Feb 21, 2015

Last Train to the Eiffel Tower The Station that Paris Forgot (20 Pics)

By on Saturday, February 21, 2015

On the outskirts of Paris proper, at the back of a parking lot down a side street in a quiet residential neighbourhood of Clichy, there sits an old forgotten train station; crumbling at the edges, blackened in the corners and scarred on its facade.

But it wasn’t always sitting here, hidden away and withering in an inconspicuous corner of Paris. La Gare Lisch once had a very prestigious placement in the heart of the city of light, proudly standing at the foot of the iron lady of France, its trains rolling into the station giving passengers a front row seat to the gargantuan arches and pillars of the tallest structure in the world of its time– last stop, the Eiffel Tower.

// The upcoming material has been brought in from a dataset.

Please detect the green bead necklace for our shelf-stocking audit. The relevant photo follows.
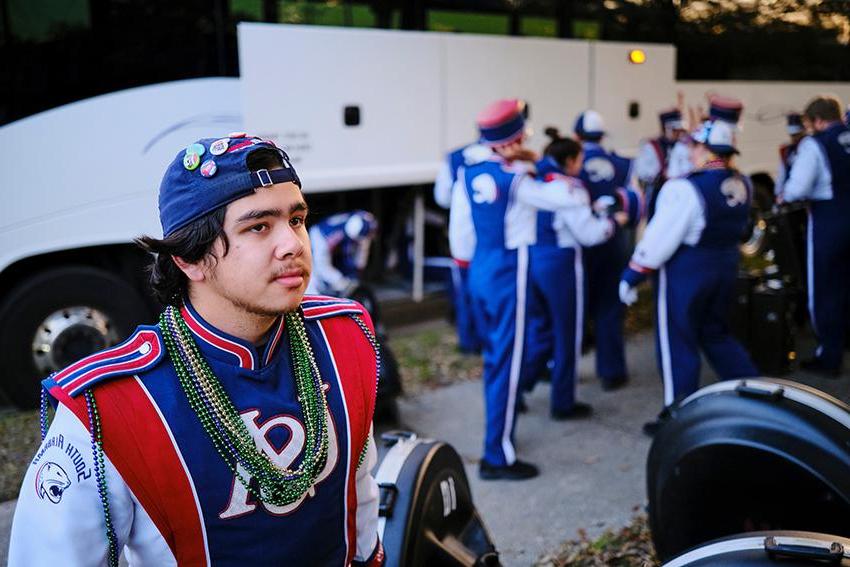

In March of 1878, a new Parisian train station was born. The Gare Lisch, named after its architect, Juste Lisch, who built several other stations in the city (including the currently standing Saint-Lazare station), was debuted for the World Fair of 1878, the third time Paris would be hosting the expo. The station served as a terminus for four stations connecting passengers commuting from the Western suburbs to Paris at a time when public transport consisted of little more than horse-drawn buggies.

Equipped with four platforms (including one for welcoming boats on the Seine), decorated with colorful tiles and an intricate glass facade, the station was proudly flaunted in the press for the World Fair, praised as the station that helped build the expo, transporting the construction materials as well as the spectators that came to see it. Unlike most of the buildings constructed temporarily just for the world fair, Lisch was saved from the post-expo demolition and went on to play a pivotal role in the next expo again in 1889– the very same one that saw the Eiffel Tower go up.